What proceeded the kid’s detention was the kid’s mother calling 911 to say her son had been assaulted by police… after police had the nerve to stop the 7-year-old from driving an A.T.V. down the street. He wasn’t “riding,” says the mom; the motor was off. He was just “rolling down the street.” The kid was 7. On a motorized ATV that can start with a key. So the police do their job and take the kid off the bike.

She wins the bad parenting award for 2007.

So police go back and take the boy to the Eastern. What else can you do?

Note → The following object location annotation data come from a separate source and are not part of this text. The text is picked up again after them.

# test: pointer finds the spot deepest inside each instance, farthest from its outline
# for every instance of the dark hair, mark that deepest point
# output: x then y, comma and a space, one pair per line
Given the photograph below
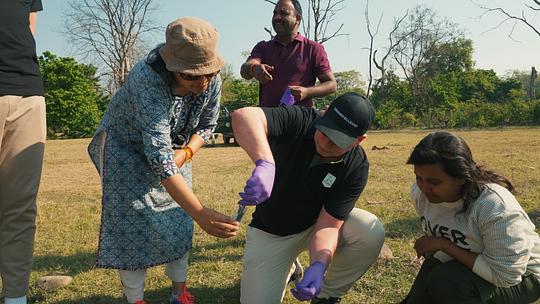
297, 7
455, 158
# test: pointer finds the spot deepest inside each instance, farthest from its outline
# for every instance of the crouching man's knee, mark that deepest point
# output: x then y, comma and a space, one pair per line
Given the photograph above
364, 231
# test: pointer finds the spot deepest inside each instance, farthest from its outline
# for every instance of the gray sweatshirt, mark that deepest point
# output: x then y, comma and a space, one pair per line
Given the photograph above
495, 226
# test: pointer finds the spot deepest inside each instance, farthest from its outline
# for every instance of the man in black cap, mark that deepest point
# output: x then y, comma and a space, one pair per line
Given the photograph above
310, 171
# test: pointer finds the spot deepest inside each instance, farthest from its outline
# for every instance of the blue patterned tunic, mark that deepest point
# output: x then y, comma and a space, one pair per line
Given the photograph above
141, 225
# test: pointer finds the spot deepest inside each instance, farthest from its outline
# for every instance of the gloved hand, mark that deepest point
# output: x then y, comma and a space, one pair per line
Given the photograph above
259, 186
286, 99
311, 283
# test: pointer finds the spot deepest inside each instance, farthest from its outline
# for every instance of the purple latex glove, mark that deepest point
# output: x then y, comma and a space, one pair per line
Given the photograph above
286, 99
259, 186
311, 283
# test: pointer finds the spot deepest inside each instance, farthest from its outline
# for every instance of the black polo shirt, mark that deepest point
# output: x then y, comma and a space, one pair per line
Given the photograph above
19, 69
302, 184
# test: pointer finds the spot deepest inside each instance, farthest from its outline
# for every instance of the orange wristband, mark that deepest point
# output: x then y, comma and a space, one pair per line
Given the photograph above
189, 153
251, 68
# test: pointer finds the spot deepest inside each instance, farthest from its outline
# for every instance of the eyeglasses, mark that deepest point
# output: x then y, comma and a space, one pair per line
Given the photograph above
189, 77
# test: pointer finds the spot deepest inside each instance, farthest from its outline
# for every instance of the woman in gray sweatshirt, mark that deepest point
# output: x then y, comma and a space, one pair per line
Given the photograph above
480, 245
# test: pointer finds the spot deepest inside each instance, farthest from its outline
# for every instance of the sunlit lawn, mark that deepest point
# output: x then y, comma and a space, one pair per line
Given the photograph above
69, 217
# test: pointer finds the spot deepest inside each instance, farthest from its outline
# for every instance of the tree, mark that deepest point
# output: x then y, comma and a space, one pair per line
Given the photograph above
319, 17
372, 58
421, 36
111, 32
239, 93
349, 81
523, 19
75, 102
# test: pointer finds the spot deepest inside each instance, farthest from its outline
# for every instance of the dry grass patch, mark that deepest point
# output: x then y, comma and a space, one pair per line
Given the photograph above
69, 216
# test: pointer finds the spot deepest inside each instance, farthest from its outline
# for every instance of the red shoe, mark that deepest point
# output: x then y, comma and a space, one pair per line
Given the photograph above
184, 298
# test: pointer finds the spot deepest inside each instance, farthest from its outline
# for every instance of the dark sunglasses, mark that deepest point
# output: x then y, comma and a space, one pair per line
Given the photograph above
197, 77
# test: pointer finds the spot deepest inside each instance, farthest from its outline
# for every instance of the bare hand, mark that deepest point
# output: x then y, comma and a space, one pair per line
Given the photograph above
427, 245
299, 93
217, 224
262, 71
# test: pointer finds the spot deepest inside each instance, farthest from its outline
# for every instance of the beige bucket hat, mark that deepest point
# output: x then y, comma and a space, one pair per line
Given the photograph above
191, 47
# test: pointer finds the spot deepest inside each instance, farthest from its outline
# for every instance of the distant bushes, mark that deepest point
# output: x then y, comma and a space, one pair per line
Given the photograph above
473, 114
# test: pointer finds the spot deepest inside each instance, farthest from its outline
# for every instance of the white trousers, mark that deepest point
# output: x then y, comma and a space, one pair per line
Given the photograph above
133, 280
268, 259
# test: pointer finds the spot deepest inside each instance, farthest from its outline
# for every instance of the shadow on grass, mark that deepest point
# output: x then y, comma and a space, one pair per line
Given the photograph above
226, 295
403, 227
70, 265
213, 251
94, 300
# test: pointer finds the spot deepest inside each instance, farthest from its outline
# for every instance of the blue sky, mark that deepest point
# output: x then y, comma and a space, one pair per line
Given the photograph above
241, 25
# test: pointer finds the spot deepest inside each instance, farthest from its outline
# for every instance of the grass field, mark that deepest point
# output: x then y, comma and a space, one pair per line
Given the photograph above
69, 217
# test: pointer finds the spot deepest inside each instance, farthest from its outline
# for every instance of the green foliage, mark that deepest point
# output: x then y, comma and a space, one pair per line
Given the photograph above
391, 116
75, 103
347, 81
239, 93
483, 114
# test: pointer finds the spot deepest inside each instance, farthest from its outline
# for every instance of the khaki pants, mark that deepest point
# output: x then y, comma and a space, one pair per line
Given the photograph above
22, 144
268, 259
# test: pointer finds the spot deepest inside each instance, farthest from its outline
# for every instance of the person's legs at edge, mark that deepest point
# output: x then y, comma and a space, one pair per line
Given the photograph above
267, 263
177, 272
360, 242
418, 292
22, 145
133, 284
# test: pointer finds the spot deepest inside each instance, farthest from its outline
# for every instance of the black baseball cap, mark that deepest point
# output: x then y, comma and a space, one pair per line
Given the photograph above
348, 117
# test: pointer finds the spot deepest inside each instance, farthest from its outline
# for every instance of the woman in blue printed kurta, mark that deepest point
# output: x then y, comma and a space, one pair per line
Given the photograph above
164, 112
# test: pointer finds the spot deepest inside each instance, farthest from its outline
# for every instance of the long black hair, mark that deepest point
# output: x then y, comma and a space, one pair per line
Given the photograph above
455, 158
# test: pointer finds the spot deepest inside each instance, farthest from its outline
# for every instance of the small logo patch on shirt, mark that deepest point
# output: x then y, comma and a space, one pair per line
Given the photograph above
328, 180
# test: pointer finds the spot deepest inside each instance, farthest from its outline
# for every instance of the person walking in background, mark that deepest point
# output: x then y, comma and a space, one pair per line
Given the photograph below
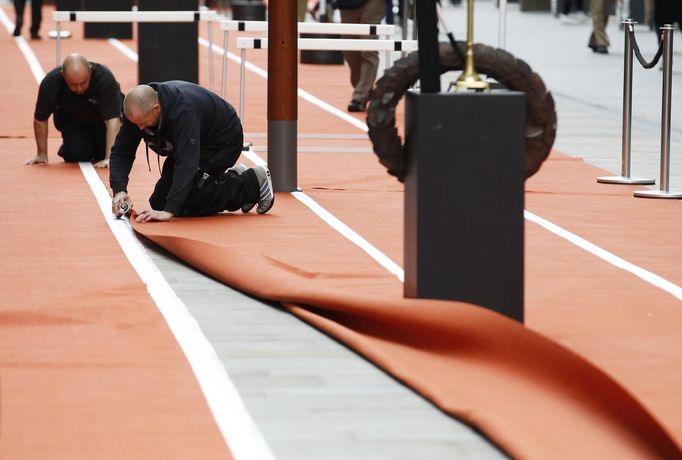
363, 64
85, 101
36, 17
667, 12
600, 10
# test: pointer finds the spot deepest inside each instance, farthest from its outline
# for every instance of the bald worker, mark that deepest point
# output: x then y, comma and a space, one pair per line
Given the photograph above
85, 99
200, 136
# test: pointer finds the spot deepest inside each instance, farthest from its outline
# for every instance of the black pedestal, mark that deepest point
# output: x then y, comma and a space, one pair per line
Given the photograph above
321, 56
248, 10
107, 29
464, 193
168, 51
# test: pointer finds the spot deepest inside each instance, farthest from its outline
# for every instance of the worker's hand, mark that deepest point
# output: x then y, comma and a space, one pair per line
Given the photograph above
121, 204
149, 215
40, 159
102, 164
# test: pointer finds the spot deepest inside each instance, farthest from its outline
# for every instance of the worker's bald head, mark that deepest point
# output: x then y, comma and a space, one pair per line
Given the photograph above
76, 71
141, 106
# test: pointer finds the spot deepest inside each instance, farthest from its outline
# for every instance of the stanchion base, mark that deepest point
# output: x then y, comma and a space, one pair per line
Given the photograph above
62, 34
658, 194
625, 180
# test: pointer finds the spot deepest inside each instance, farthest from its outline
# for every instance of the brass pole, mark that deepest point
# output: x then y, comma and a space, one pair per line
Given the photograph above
470, 79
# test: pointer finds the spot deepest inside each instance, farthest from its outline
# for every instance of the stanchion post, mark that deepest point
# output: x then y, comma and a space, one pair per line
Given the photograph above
626, 141
242, 75
502, 25
664, 191
59, 43
211, 77
404, 16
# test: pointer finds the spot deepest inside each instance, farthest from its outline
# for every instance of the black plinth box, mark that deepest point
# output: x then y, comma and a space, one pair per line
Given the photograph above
107, 29
464, 194
168, 51
68, 5
248, 10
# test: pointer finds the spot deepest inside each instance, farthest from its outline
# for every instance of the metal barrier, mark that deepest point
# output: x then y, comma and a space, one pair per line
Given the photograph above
227, 26
328, 44
138, 16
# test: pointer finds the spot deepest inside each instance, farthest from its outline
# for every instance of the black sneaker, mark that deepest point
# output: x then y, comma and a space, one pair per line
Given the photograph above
356, 106
239, 169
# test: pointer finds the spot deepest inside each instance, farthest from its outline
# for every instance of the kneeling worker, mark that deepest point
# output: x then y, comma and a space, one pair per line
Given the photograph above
201, 137
85, 99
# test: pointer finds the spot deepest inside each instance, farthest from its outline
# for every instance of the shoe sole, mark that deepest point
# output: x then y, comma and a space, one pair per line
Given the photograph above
268, 184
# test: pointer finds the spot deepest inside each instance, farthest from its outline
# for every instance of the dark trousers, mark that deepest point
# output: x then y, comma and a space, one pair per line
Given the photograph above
81, 141
218, 192
36, 15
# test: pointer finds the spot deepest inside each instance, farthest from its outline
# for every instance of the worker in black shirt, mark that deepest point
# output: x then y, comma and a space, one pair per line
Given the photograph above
85, 99
201, 137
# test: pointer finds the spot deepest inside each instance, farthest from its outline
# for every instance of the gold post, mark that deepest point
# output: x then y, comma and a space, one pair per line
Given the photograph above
470, 79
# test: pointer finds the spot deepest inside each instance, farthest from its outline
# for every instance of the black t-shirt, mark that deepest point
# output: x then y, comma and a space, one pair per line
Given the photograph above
195, 126
102, 101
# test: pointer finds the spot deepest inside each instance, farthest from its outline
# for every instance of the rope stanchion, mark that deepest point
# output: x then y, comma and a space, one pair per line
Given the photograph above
227, 26
664, 191
625, 178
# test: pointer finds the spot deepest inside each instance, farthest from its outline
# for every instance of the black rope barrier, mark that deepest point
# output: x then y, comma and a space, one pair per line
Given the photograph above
635, 47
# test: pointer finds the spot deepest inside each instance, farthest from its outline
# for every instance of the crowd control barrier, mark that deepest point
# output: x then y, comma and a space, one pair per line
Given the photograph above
666, 50
329, 44
138, 16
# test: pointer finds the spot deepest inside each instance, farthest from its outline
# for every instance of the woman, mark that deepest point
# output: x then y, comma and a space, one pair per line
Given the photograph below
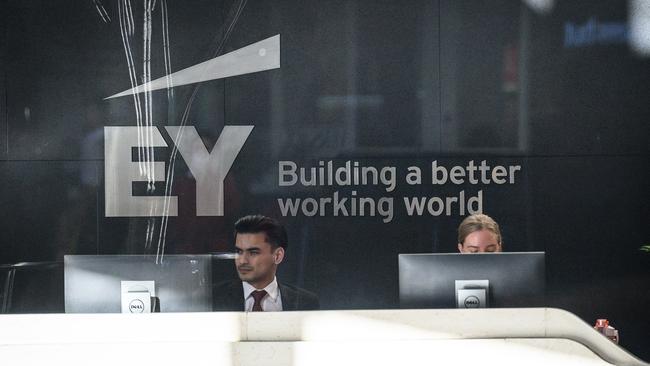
479, 233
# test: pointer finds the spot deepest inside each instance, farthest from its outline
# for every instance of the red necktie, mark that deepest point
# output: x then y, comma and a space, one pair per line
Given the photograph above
258, 296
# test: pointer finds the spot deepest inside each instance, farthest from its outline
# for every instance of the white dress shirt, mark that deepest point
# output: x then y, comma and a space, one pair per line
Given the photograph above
270, 302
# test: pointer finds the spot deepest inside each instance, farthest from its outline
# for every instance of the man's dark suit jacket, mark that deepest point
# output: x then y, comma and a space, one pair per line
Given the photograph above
229, 296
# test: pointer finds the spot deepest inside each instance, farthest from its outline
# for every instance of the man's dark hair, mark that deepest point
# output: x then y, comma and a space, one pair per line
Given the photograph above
276, 234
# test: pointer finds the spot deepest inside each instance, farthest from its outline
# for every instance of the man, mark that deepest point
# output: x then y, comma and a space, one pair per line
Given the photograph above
479, 233
261, 243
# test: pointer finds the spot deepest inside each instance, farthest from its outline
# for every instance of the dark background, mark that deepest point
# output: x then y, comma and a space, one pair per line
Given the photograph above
385, 83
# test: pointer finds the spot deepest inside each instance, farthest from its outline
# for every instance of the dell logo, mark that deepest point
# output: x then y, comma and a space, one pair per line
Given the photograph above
209, 168
136, 306
472, 302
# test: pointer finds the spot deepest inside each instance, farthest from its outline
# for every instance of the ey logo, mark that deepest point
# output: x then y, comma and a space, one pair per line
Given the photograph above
209, 168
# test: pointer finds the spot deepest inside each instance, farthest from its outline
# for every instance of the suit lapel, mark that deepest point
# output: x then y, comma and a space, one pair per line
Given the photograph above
289, 300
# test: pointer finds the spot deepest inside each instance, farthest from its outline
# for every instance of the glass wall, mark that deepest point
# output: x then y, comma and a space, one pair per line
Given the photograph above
538, 107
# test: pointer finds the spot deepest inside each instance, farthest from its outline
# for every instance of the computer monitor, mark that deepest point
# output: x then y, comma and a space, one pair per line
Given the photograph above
126, 283
496, 280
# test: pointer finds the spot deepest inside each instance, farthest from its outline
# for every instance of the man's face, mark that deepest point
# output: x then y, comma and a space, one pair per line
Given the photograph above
482, 241
256, 259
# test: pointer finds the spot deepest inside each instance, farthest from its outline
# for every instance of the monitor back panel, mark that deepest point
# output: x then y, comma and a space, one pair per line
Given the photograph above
183, 283
515, 279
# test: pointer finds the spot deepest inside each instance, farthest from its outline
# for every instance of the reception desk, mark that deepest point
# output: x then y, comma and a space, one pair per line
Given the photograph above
540, 336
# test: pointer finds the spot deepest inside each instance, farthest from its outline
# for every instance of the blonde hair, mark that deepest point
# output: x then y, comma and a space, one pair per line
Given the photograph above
477, 222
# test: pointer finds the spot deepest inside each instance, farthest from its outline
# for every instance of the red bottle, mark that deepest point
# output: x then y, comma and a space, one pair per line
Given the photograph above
602, 326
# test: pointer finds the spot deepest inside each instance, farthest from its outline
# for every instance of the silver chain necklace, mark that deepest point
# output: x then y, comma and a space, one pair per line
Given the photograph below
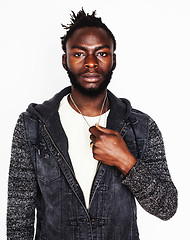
105, 98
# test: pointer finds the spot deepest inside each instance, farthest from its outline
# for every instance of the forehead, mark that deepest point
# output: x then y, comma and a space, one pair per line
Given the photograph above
90, 37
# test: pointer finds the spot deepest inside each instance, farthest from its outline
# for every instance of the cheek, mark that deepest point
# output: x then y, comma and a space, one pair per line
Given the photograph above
74, 65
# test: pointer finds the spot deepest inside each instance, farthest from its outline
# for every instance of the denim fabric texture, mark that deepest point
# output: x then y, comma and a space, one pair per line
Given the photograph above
42, 177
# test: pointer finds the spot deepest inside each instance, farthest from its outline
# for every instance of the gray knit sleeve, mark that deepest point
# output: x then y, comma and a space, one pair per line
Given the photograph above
22, 188
150, 181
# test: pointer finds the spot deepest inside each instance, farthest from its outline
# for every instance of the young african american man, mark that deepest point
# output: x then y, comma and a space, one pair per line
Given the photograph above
81, 158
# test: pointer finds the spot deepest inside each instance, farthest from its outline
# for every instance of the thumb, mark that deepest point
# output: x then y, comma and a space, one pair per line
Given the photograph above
102, 129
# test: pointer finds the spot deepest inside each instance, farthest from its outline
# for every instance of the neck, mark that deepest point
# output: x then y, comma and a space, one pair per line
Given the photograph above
87, 105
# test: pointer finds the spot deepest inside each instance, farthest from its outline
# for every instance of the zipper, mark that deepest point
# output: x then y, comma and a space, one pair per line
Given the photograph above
59, 151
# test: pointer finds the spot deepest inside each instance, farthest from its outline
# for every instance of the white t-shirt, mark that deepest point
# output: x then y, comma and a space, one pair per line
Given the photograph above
80, 152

We couldn’t do anything else illegal motor bikes about it because police aren’t allowed to pursue. If they crash, they die. And then the police and the city are in big trouble. And if you did catch a bike, the rider would run. If you took the bike, the owner would just come back and reclaim it. From the Baltimore Sun:

A law took effect last month that allows police to seize any unlocked dirt bike – in an alley, driveway, front yard or street. A court can then order the bikes forfeited, and they are later destroyed. “The fact of the matter is that these dirt bikes drive people in neighborhoods nuts,” Police Commissioner Frederick H. Bealefeld III said. “We’re not talking about filling jails full of dirt biker offenders. We’ll seize the bike, and it is game over.” Stories of lawlessness jam e-mail inboxes of City Council members, who have struggled with the city’s dirt-bike problem for at least a decade. Councilman William H. Cole IV recalls finding a website purporting to organize city rides. He skims YouTube for video clips of Baltimore riders showing off. Councilwoman Belinda Conaway recalled a group repeatedly circling Lake Ashburton as if patrolling it. The level of lawlessness can escalate. In April, a 19-year old man was sentenced to a 45 year prison term, with 10 suspended, for firing at city police officers who were trying to stop him from riding his dirt bike in the 1300 block of Pennsylvania Avenue.

Read the whole story in the Sun.

There’s a good chance this will work.

[Update: It didn’t]

2 thoughts on “Dirt bikes in Baltimore

  1. Check this out….

    nytimes.com/2007/01/15/world/asia/15china.html

    “…are also favored by criminals who have terrorized the city in recent years, including a shocking case in late 2005, when a woman had her hand cut off by a thief on a motorcycle. News accounts concluded that motorcycle thieves were divided into gangs, including one called the Hand Choppers.”

    This has the potential to be a rather ugly cross cultural problem.

  2. It’s a little different because in Baltimore these dirt bike riders are not using the bikes to commit other crimes. They’re just biking for fun (which is, of course, a crime).